Same-Color Pair After Drawing
You have an urn containing 7 red balls and 8 blue balls (15 total). You draw balls one at a time without replacement until only two balls remain in the urn.
What is the probability that the two remaining balls are the same color?
Hints
- Think about what the "last two balls" really means -- does the order of drawing matter?
- Drawing without replacement is exchangeable. The last two balls form a uniformly random pair from the original 15.

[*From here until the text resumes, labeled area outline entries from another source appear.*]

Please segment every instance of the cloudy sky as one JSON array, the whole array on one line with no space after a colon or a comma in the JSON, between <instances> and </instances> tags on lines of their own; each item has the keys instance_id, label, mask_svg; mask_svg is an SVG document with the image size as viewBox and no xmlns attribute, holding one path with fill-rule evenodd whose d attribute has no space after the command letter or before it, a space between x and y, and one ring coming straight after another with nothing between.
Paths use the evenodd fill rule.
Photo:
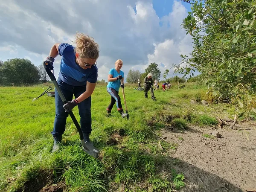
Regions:
<instances>
[{"instance_id":1,"label":"cloudy sky","mask_svg":"<svg viewBox=\"0 0 256 192\"><path fill-rule=\"evenodd\" d=\"M122 70L145 72L155 62L162 72L192 51L180 26L189 4L173 0L3 0L0 3L0 60L30 59L38 66L55 43L72 41L77 32L100 47L98 79L107 80L115 61ZM52 3L53 2L53 3ZM60 56L54 63L59 72ZM170 73L169 76L172 76Z\"/></svg>"}]
</instances>

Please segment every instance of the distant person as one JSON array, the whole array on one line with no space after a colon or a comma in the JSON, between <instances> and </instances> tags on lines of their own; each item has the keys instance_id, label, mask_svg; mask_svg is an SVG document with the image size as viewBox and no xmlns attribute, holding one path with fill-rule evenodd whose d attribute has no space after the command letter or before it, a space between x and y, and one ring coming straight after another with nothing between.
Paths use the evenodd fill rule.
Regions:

- Count same-color pairs: $\binom{7}{2} + \binom{8}{2}$, and divide by the total number of pairs $\binom{15}{2}$.
Worked Solution
How to Think About It: The key insight here is that drawing without replacement is exchangeable -- the order in which you draw doesn't matter. The two balls left at the end are just a uniformly random pair from the original 15. So you don't need to think about the sequential drawing process at all. You're simply asking: if I pick 2 balls at random from the urn, what's the chance they match in color? This reframing makes the problem trivial.

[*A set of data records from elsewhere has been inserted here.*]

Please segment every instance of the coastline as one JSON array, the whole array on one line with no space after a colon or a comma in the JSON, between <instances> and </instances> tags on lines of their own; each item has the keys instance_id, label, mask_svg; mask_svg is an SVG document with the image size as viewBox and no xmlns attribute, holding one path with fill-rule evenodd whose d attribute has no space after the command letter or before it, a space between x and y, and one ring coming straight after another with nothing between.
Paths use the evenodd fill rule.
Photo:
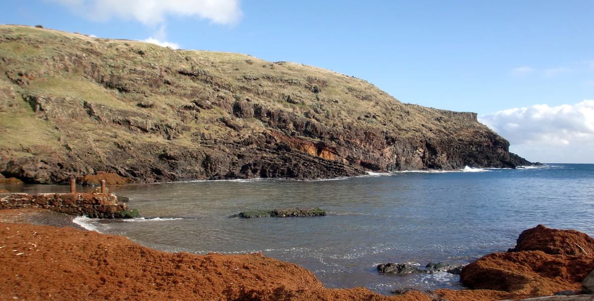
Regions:
<instances>
[{"instance_id":1,"label":"coastline","mask_svg":"<svg viewBox=\"0 0 594 301\"><path fill-rule=\"evenodd\" d=\"M13 297L33 300L68 300L81 297L119 300L129 297L138 300L493 301L551 294L559 287L554 285L553 289L543 289L548 283L528 275L526 277L533 280L515 292L440 289L384 296L362 287L329 289L311 271L261 254L166 253L136 244L122 236L72 229L76 226L73 216L44 211L0 210L0 231L4 238L0 246L2 246L0 258L5 264L5 268L0 270L3 274L0 278L4 279L4 287L8 288L0 293L0 300ZM561 231L559 237L571 231L542 229ZM584 243L580 244L586 248ZM484 257L503 256L497 254ZM580 286L567 279L564 281L561 285L567 289L579 289ZM530 289L534 283L542 285L539 284L538 290ZM564 300L592 297L591 295L570 296L564 297Z\"/></svg>"}]
</instances>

Quick Estimate: There are 7 red and 8 blue. Two reds is roughly $7/15 \times 6/14 \approx 0.47 \times 0.43 \approx 0.20$. Two blues is roughly $8/15 \times 7/14 \approx 0.53 \times 0.50 \approx 0.27$. Sum is about $0.47$, so the answer should be just under
Approach: Use combinations to count the favorable pairs over total pairs.
Formal Solution:
Total ways to choose the remaining 2 balls from 15:
$\binom{15}{2} = 105$
Same-color pairs:
$\binom{7}{2} + \binom{8}{2} = 21 + 28 = 49$
So the probability is:
$P(\text{same color}) = \frac{49}{105} = \frac{7}{15}$
Answer: The probability that the two remaining balls are the same color is $\dfrac{7}{15} \approx 0.467$.
Intuition
The deep lesson here is exchangeability: in a random permutation, any subset of positions is equally likely to hold any subset of items. When you draw without replacement, the last two balls are distributed identically to the first two balls you would draw. This means you can ignore the entire sequential process and just compute a simple combinatorial ratio. This principle shows up constantly in quantitative interviews -- problems that look like they require tracking a complicated sequential process often collapse to a simple counting argument once you recognize exchangeability. The common mistake is trying to condition on each draw step by step, which gives the same answer but with far more work.